La ritirata degli uomini Enel dal vertice di Open Fiber forse dice qualcosa. La Cdp tace. Il governo pure, a parte il ministro Calenda che fa quel che può con il golden power, e fa bene, ma alla fine ci vorrà un accordo senza vinti ma con tutti vincitori. Sto parlando delle aziende, non dei loro capitani: dei risparmi giganteschi possibili e del probabile aumento delle quotazioni. Ma per questo bisognerà attendere il nuovo governo.
Un governo con Berlusconi al centro cercherà di piegare tutto a vantaggio di Mediaset.
Berlusconi lo conosciamo, ma Mediaset ci sarà anche dopo di lui. Mediaset ha le torri. Le ha anche la Rai, e pure le società telefoniche le hanno. Sarebbe un reato costruire un campione nazionale attorno alla rete ex Telecom, regolato dall’Agcom al servizio degli operatori in concorrenza nelle telecomunicazioni come nella nuova tv?
Diversi giornalisti saranno candidati da M5s, Pd, e Forza Italia. La credibilità del giornalista dove finisce?
È la contestazione, strumentale e temporanea, che la Fiat fece alla direzione del Corriere della Sera quando accettai la proposta di Bersani. Non ne farei una regola. Montanelli rifiutò il laticlavio. Einaudi fece il ministro e il presidente della Repubblica. La credibilità dipende dalla schiena dritta e dal cervello, non dall’obbedienza a codici astratti.

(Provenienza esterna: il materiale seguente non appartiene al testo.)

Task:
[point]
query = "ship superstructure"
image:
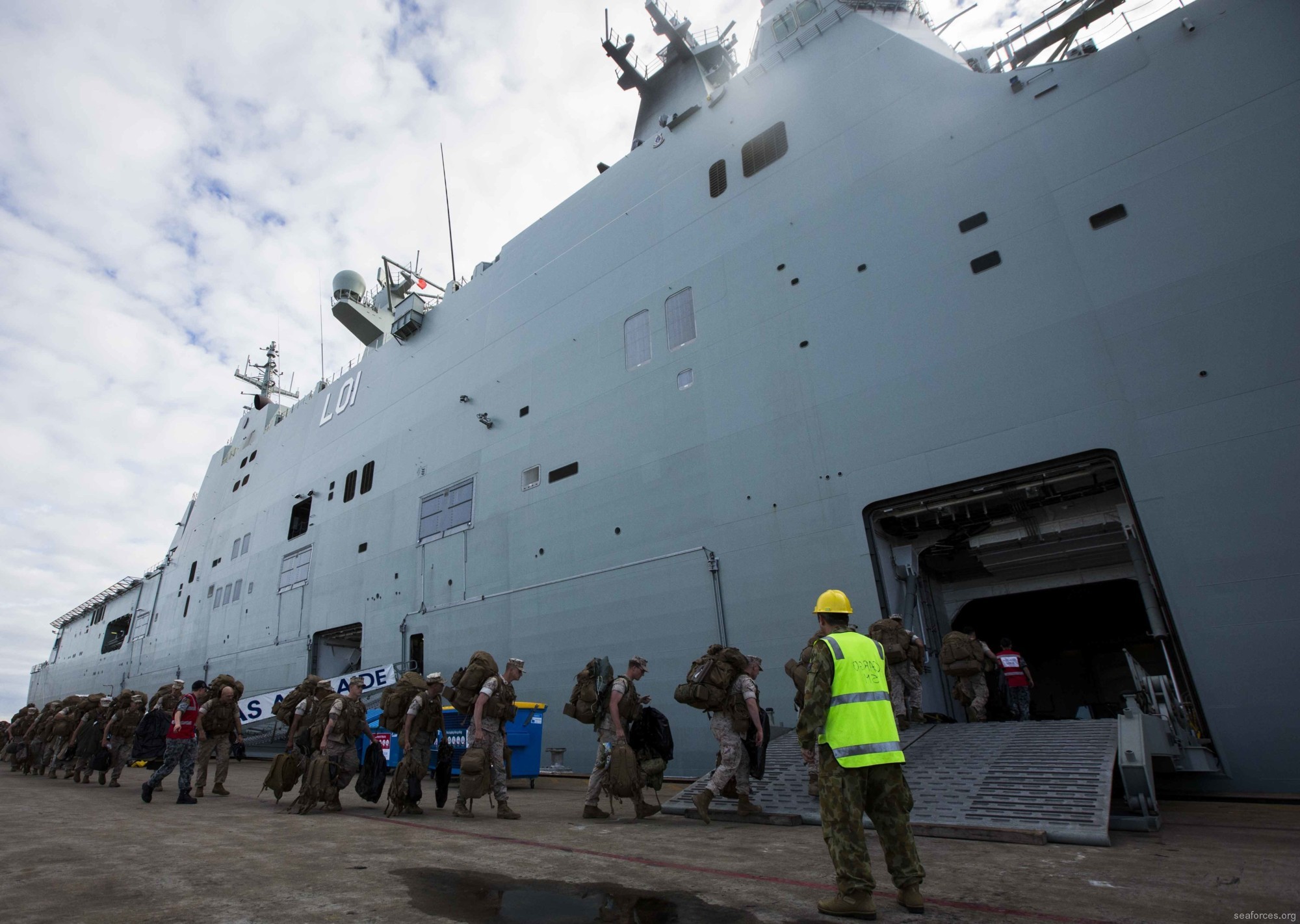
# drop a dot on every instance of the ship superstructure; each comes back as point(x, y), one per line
point(973, 339)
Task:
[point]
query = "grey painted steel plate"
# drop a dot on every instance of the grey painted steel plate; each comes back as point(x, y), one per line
point(1051, 776)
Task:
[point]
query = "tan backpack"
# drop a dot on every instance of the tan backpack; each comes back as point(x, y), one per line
point(625, 779)
point(469, 680)
point(284, 710)
point(397, 700)
point(894, 639)
point(709, 682)
point(961, 656)
point(590, 686)
point(475, 776)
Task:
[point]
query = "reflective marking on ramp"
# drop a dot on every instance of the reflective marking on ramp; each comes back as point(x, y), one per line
point(1051, 776)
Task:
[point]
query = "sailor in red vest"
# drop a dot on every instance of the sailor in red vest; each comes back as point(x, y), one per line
point(181, 747)
point(1019, 679)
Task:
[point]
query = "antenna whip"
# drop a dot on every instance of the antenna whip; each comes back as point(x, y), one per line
point(452, 245)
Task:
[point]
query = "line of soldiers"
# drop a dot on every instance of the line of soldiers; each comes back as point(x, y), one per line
point(93, 735)
point(68, 735)
point(852, 696)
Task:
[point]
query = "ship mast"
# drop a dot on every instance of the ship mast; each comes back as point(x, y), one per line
point(266, 384)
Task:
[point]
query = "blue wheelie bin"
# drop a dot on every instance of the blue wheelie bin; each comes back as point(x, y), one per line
point(523, 740)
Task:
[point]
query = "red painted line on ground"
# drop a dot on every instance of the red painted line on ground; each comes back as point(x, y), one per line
point(729, 874)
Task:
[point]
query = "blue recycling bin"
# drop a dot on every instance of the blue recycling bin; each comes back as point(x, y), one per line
point(523, 739)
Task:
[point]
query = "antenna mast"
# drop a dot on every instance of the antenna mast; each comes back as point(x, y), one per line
point(266, 384)
point(452, 244)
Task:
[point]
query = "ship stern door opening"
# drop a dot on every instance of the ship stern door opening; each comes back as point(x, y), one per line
point(337, 652)
point(1051, 558)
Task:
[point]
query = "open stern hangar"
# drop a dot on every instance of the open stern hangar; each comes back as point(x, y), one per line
point(1051, 557)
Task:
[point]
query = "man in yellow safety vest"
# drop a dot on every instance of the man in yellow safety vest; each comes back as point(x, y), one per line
point(848, 722)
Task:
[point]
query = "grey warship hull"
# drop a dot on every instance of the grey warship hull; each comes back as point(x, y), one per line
point(1078, 296)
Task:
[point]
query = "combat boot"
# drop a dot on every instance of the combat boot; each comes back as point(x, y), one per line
point(911, 899)
point(855, 905)
point(703, 799)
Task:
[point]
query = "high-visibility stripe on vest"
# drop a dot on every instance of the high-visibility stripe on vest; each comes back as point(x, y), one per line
point(860, 726)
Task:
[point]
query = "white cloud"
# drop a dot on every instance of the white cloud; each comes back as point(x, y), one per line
point(179, 180)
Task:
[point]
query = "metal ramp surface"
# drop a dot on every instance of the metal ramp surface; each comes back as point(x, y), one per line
point(1016, 779)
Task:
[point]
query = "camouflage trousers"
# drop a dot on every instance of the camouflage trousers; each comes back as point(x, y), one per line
point(422, 753)
point(219, 744)
point(496, 745)
point(904, 688)
point(50, 762)
point(180, 753)
point(605, 739)
point(122, 752)
point(882, 793)
point(1019, 702)
point(344, 756)
point(974, 693)
point(734, 760)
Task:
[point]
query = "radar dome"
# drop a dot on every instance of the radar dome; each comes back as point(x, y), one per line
point(349, 285)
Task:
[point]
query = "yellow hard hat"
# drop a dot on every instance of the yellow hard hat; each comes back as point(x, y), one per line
point(833, 602)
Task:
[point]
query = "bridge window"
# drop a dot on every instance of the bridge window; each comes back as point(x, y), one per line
point(448, 511)
point(532, 478)
point(764, 149)
point(681, 316)
point(562, 472)
point(636, 340)
point(785, 28)
point(300, 518)
point(115, 634)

Si è chiusa la commissione di inchiesta sulle banche con i fuochi d’artificio, poi il tema è sparito dalla campagna elettorale. Da dove si deve ripartire nella prossima legislatura?
Più che da commissioni d’inchiesta su argomenti ignobili ma facili, come le malefatte dei vari Zonin o le presunte inefficienze dei vigilanti (sempre meglio dei colleghi degli altri grandi Paesi, dati i risultati), si facciano le scelte giuste sui temi difficili come le sfide del fintech e delle piattaforme digitali al sistema bancario in essere e le loro conseguenze per il Paese.
Tornerà a fare il giornalista ora?
Dopo il giornalismo, la politica è stata la mia seconda vita, un gran master professionale alla fine. La nostalgia per la prima non manca, ma si può anche immaginare una terza vita.